Through the years I have heard many myths and half-truths about Hydrangea colors (this is for Hydrangea macrophylla i.e. Mophead and Lacecap Hydr.).
I have been asked many times in our garden center what makes the color of Hydrangea flowers turn blue or pink. Most gardeners want them to be blue which can be harder to achieve than pink particularly if your soil won't play along.
A lot of people might tell you that it is iron that will make the flowers turn blue and that adding rusty nails to the soil will do the trick. That is a myth though ...and it is totally wrong! The issue is a little bit more complex than that!
There are several factors that play a role with Hydrangea colors.
1. You need a blue variety! Not all of them will turn blue even if the soil conditions are correct. Some pink varieties will stay pink no matter what (and some can turn blue or purple!). White Hydrangeas usually stay white. Red varieties can be changed to purple but not blue.
These varieties simply don't absorb Aluminium from the soil which is responsible for the blue flower colors. There are many beautiful blue Hydrangea varieties to choose from. Have a look here if you are interested.
2. The soil needed for blue Hydrangea colors has to be in the correct pH range. The ideal range is a pH 4.3 - 5 (you can test your soil with a pH tester).
The soil also needs a sufficient available amount of Aluminium which is only absorbable for plant roots if the pH is below 5.
If you are gardening on alkaline soils (high pH) it is not so easy to keep the flowers blue. You can try to lower the pH by mulching the soil with bark mulch. This is not a quick fix though. It might take a long time to change the soil but it also helps to keep the soil moist which is essential for healthy hydrangea plants.

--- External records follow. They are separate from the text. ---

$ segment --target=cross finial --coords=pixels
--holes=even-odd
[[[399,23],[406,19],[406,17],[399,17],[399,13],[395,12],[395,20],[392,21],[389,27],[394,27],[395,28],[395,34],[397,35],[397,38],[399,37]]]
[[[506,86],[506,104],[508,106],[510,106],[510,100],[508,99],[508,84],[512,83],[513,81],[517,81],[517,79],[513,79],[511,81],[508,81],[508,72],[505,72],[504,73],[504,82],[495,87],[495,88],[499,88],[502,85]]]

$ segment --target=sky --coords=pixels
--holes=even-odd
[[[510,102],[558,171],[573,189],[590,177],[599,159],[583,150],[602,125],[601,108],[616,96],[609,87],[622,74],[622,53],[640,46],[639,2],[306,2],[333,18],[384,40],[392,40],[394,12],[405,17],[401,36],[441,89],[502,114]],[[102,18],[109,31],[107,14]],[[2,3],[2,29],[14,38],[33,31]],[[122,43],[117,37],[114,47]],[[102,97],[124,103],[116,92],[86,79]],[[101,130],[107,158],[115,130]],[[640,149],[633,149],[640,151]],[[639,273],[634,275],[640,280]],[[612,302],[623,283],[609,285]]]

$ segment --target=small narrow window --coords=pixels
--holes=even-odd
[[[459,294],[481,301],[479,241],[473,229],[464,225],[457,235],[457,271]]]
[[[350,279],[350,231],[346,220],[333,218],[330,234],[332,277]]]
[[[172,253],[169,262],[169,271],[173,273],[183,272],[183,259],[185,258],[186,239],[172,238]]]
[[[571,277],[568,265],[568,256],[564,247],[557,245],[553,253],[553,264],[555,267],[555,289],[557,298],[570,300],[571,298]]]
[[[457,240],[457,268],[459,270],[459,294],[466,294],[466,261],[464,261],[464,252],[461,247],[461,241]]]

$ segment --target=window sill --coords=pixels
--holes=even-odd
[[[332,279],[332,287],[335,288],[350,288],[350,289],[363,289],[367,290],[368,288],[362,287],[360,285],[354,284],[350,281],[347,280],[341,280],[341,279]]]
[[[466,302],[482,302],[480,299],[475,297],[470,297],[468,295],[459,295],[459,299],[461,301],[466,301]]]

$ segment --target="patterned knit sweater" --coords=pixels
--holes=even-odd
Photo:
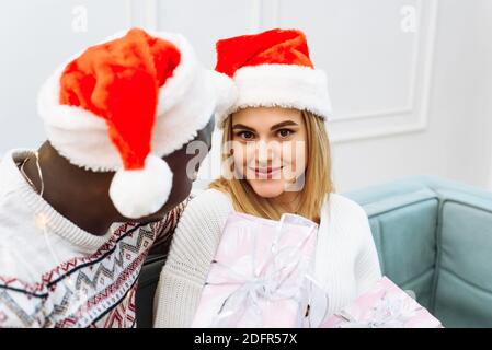
[[[0,162],[0,327],[135,327],[140,268],[184,203],[162,221],[114,223],[96,236],[25,182],[15,163],[27,152]]]

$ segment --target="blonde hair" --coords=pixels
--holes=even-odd
[[[226,150],[232,140],[232,118],[229,116],[224,124],[222,136],[222,165],[231,162],[231,153]],[[328,132],[324,121],[317,115],[302,110],[302,119],[307,131],[307,162],[305,183],[300,190],[298,214],[319,221],[321,207],[327,196],[334,190],[331,178],[331,154]],[[233,163],[233,162],[232,162]],[[233,167],[233,164],[231,165]],[[231,168],[229,168],[231,171]],[[279,220],[286,212],[279,206],[275,206],[271,199],[258,196],[247,179],[236,176],[221,176],[214,180],[209,188],[218,189],[230,195],[236,211]]]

You can use an organic soil acidifier like this one to lower the pH. Depending on how alkaline your soil is this might take several applications. Work it into the surface around your plant and water well. If you have hard water use rainwater instead for watering.
You might have to use the soil acidifier several times during the growing season to keep the color blue.
Aluminum sulfate is also often recommended to acidify the soil. You need to be more careful though with it. It can be toxic if it is used too much and it can kill the plants by burning the roots.
Keeping the flowers pink can be achieved in two ways. You can simply buy a pink Hydrangea variety that won't turn blue...and you are done!
Or just work some garden lime into your soil to keep the pH above 5. It might take several weeks to adjust the pH so keep checking your soil with a pH tester from time to time. Apply more lime as necessary. You should aim for a pH of 6-7.